Конечно, должны были миновать восемь десятилетий, должна была нарасти спасительная дистанция между нами и тогдашними событиями, чтобы Холокост перестал быть кровоточащей развороченной раной и чтобы стало возможным, не содрогаясь от ужаса, читать его так, как делает это Божена Шелкросс. Профессор польской и польско-еврейской культурологии на факультете славистики Чикагского университета (США), эссеист, переводчик и художественный критик, она читает Холокост через вещи — предметы, принадлежавшие некогда людям, застигнутым Катастрофой и сгинувшим в ней.

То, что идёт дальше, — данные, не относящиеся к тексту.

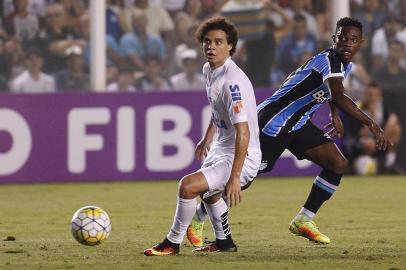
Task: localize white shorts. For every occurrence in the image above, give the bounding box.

В вещах-свидетелях — объектах смысловых и эмоциональных проекций своих владельцев в частности и их современников вообще, в этих «скромных, обычно упускаемых из виду объектах материальной культуры» — в кастрюлях, очках, одежде, постельных принадлежностях, обуви… — Шелкросс усматривает элементы культурного текста Холокоста, который она восстанавливает по художественной литературе — по произведениям польской и польско-еврейской словесности, созданным во время Второй мировой или сразу после нее. В книге анализируются тексты Владислава Шленгеля, Зузанны Гинчанки, Зофьи Налковской, Чеслава Милоша, Ежи Анджеевского и Тадеуша Боровского.

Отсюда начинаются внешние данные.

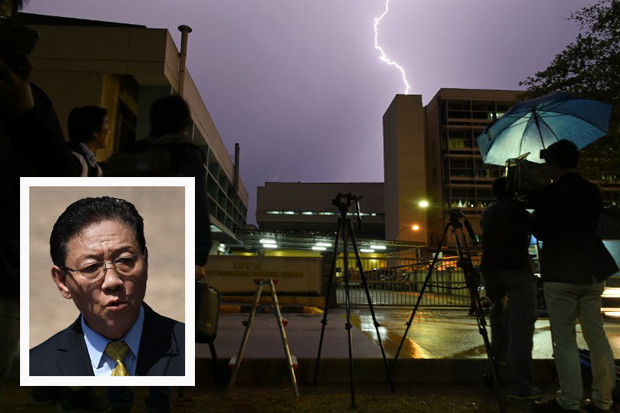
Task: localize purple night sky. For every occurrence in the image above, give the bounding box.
[24,0,596,223]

(Это весьма нетипичный способ говорить о трагическом опыте, вызывающий поначалу даже некоторое сопротивление, — совсем не содрогаться от ужаса все-таки не получается, особенно в главе третьей, где рассматривается «история производства мыла во время Холокоста», — производства, понятно, из человеческих тел: в статусе вещи оказываются и они. Очень похоже на то, что тут Шелкросс в некотором смысле теоретический первопроходец. В данном случае она делает предметом анализа и вовлекает тем самым в научный оборот текст — называемый то репортажем, то рассказом — польской писательницы Зофьи Налковской «Профессор Шпаннер», герой которого — реальное историческое лицо — «вместе с группой лаборантов, подсобных рабочих и студентов судебно-медицинской лаборатории Данцигской медицинской академии <…> перерабатывал человеческий жир в мыло». Кстати, на русский язык этот рассказ переводился, вместе со всем сборником «Медальоны», в который он входит, еще в 1970-х годах.

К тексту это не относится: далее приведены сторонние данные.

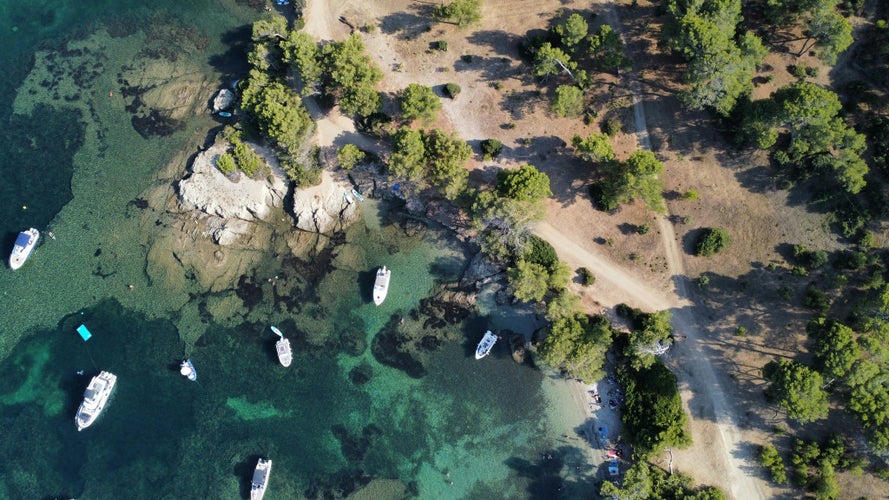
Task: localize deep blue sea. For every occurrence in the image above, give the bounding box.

Теория теорией, но под пером автора этот сюжет оказывается еще и историей о нередуцируемости, неутилизируемости человеческого — о его посмертном даже упорстве. О том, что человек не способен стать вещью, сколько бы над этим ни старались. Шпаннер, говорит Шелкросс, «намеревался полностью стереть тело из своего конечного продукта», но не вышло: характерный запах, напоминавший об истинном происхождении мыла, оказался неустранимым. «След человеческого присутствия постоянно работал против полной редукции овеществленного тела в ничто. Таким образом, человеческая составляющая дестабилизировала, хотя и временно, неозвученное идеологическое предположение об утилитарном и биополитиче­ском статусе человеческой сомы как легко утилизируемого вещества».)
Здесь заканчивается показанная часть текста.